Visually, the UC Opera I Lombardi is so striking that it would stun audiences in bigger houses with better facilities. The drama starts with a simple, dark backdrop, a monochrome tower, a bright telephone box. The impact is immediate. Verdi set I Lombardi at the time of the First Crusade to conceal its message at a time when much of Italy, once the seat of the Roman Empire, was ruled by foreign powers.This isn't really a battle between Lombardy and Antioch. The Lombards are tearing each other apart with rivalries, rather than facing their true enemies. In Verdi's time, Italy was a disunited conglomeration of small states that could not rise above petty self-interest towards a greater goal.
Although Christian themes dominate the opera, I Lombardi is not anti-Muslim as such. Oronte, the prince of Antioch, becomes a Christian without much inner anguish. One can read a nod here to Italian nationalism, since Italians dominated the church, although the Austrians, also Catholic, dominated the state in Northern Italy.Verdi must have been aware of the impact Griselda's hymn to the Virgin Mary would have on audiences. Caught up in reverence, they might, for a moment, forget the pettiness of worldly values and unite in the contemplation of more noble ideals. In the chorus "Jerusalem !", nearly everyone on stage joins in unison, transfixed by the vision before them.

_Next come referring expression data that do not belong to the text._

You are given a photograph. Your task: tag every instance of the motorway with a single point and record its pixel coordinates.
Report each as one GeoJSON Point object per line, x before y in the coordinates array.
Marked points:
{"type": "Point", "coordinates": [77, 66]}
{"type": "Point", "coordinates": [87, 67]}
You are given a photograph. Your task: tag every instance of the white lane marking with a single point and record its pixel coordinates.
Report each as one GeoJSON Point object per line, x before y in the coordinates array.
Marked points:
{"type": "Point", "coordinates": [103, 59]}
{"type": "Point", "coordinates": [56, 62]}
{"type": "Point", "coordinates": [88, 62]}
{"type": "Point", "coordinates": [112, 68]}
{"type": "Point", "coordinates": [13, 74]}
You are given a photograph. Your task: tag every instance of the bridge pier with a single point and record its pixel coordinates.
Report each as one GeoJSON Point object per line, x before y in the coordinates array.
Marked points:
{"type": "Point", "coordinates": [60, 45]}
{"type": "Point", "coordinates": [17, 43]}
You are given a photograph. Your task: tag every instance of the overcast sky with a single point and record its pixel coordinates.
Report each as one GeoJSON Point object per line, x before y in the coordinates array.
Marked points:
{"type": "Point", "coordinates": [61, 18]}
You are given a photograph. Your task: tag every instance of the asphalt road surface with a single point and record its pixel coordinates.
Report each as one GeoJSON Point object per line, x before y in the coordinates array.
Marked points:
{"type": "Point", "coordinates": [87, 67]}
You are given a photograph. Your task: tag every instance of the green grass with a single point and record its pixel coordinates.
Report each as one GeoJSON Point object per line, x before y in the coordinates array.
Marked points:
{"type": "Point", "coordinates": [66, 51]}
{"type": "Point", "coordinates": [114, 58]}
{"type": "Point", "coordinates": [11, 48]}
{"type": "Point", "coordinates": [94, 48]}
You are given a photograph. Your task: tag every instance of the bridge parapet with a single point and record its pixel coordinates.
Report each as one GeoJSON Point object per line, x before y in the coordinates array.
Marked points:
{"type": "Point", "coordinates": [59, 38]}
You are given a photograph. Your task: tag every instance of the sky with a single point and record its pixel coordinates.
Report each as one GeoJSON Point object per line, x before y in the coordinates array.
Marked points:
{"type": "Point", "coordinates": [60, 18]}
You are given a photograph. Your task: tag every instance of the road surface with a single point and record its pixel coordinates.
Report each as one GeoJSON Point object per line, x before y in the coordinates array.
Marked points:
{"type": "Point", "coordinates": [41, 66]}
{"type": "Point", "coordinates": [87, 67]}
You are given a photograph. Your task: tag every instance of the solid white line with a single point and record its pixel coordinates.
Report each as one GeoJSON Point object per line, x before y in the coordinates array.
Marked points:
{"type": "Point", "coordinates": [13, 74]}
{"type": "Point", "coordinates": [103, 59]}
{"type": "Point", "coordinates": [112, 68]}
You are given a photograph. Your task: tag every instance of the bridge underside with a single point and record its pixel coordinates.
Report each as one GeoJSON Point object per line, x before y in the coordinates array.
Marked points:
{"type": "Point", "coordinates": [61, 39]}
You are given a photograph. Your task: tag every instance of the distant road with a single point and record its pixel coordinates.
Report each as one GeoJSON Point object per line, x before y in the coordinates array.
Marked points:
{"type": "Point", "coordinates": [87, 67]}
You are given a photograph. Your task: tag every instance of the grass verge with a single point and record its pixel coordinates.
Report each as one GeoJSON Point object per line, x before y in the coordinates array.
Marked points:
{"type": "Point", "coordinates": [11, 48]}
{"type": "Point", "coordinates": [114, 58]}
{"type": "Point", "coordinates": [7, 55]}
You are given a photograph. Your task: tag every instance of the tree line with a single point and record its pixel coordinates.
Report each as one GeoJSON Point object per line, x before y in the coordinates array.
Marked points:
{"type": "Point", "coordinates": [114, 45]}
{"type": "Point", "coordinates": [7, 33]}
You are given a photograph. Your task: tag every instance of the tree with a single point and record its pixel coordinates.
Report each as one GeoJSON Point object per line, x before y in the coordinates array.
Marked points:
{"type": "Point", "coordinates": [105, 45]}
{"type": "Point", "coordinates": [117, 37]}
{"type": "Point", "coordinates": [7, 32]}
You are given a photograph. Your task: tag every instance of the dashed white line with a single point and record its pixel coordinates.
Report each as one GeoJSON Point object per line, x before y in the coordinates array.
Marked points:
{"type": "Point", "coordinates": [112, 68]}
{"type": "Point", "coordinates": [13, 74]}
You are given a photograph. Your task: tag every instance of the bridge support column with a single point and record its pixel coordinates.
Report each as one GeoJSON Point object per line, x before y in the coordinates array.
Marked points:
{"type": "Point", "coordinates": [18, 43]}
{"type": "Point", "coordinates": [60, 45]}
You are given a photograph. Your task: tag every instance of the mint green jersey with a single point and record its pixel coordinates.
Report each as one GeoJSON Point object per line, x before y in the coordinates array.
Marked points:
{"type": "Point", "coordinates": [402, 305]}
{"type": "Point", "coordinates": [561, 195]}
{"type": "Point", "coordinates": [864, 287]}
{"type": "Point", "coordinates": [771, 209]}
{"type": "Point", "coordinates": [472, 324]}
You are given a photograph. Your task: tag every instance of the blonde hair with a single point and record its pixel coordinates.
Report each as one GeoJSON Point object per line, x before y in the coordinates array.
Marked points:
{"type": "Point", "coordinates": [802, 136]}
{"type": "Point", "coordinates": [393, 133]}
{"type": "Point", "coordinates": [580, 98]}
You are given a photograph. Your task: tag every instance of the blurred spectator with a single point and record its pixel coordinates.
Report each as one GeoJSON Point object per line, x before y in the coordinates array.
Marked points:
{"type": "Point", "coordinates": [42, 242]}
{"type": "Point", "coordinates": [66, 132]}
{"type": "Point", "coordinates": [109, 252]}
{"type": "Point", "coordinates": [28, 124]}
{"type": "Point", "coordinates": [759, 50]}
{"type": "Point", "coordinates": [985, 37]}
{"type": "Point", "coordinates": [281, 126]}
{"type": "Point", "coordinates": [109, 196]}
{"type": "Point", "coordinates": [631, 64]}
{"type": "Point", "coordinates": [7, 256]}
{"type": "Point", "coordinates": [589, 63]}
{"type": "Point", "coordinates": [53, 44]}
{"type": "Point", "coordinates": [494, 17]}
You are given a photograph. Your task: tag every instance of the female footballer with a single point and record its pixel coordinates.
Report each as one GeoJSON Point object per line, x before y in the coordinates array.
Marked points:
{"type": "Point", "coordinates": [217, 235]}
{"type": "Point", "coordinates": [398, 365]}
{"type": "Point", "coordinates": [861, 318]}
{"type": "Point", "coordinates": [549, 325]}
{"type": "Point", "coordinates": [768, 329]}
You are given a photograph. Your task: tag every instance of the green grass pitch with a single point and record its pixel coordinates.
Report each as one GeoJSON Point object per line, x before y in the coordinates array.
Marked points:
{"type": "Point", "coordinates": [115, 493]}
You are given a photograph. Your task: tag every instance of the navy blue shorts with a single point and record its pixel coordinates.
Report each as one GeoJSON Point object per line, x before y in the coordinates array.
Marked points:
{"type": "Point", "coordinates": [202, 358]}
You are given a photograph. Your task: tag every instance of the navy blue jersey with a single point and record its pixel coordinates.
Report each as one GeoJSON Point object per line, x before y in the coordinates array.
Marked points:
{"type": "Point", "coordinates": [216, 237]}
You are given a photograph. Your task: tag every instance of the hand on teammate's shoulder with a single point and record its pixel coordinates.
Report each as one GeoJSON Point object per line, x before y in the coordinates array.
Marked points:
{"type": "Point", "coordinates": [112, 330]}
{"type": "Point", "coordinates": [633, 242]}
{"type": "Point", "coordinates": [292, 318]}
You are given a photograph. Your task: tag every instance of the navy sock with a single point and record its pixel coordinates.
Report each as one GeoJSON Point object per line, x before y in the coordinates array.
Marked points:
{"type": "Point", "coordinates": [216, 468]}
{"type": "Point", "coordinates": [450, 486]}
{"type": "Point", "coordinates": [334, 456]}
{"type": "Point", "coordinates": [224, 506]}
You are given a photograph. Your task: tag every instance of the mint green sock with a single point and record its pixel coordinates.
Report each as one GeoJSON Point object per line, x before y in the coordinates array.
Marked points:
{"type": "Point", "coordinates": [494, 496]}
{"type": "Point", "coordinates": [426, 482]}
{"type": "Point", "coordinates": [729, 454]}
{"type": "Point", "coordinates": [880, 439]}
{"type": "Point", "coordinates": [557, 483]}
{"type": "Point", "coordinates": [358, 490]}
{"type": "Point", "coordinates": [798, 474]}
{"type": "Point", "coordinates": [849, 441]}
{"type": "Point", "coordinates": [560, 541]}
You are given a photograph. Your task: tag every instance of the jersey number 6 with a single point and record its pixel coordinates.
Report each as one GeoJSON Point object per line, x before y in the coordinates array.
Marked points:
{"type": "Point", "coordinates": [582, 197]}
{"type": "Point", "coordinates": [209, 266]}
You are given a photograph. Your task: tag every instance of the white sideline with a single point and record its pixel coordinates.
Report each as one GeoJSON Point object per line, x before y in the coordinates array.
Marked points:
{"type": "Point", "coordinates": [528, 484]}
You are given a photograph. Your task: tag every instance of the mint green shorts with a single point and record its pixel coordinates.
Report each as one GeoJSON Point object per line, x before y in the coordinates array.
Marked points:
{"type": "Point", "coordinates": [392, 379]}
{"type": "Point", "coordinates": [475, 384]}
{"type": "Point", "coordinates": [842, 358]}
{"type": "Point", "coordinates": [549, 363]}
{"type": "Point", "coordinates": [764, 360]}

This staging, designed by Will Bowen, directed by Jamie Hayes, and produced by Rosie Hughes, places the action in a land that hovers between modernity and a fading memory of the past, just as Giselda inhabits an alien land far away from her origins. Phone booths are relics. We don't communicate like that much now. This is an allusion to the theme of nostalgia that runs through the opera and fuels visions of an idealized future. The Tower is a Victorian photo of a real pub in The City of London, which you can still visit.. Once it was a tavern where cock fighting took place. It's a subtle detail but cogent. The Lombards are acting out a cock-fight on a grand scale.
Ellan Parry's costumes also follow this theme of unspecified timelessness. We could be at any time in the last century, or in the present. The men wear sharp suits, as so many Italians aspire to, but preen themselves on machismo. Without true religion, crusaders are no more than street gangs spreading their turf. At the end, chorus and remaining soloists stand together, their faces shining as they contemplate Jerusalem, at last within sight. We don't need to see a mock up. We can hear it in the orchestra and in the voices of the singers, and see it in their shining faces. Jerusalem isn't a physical place but a state of mind.
UC Opera is part professional, part amateur so the performances were good enough. Charles Peebles conducted. Katharina Blumenthal sang Griselda with firm assurance. John Mackenzie sang Pagano/the Hermit, pushing a supermarket trolley with neon cross. This was wittier than you'd expect. Pagano means "pagan", and the Hermit is an outsider, who has taken a vow of poverty. In these drab surroundings, the jewel colours of the cross shone even more brightly. Jeff Stuart sang Arvino and Adam Smith was a heroic Oronte. Sally Harrison sang Viclinda and Carola Darwin sang Sophia. Andrew Doll sang the Prior. Edward Cottell sang Pirro and Joseph Dodd was a distinctive Acciano.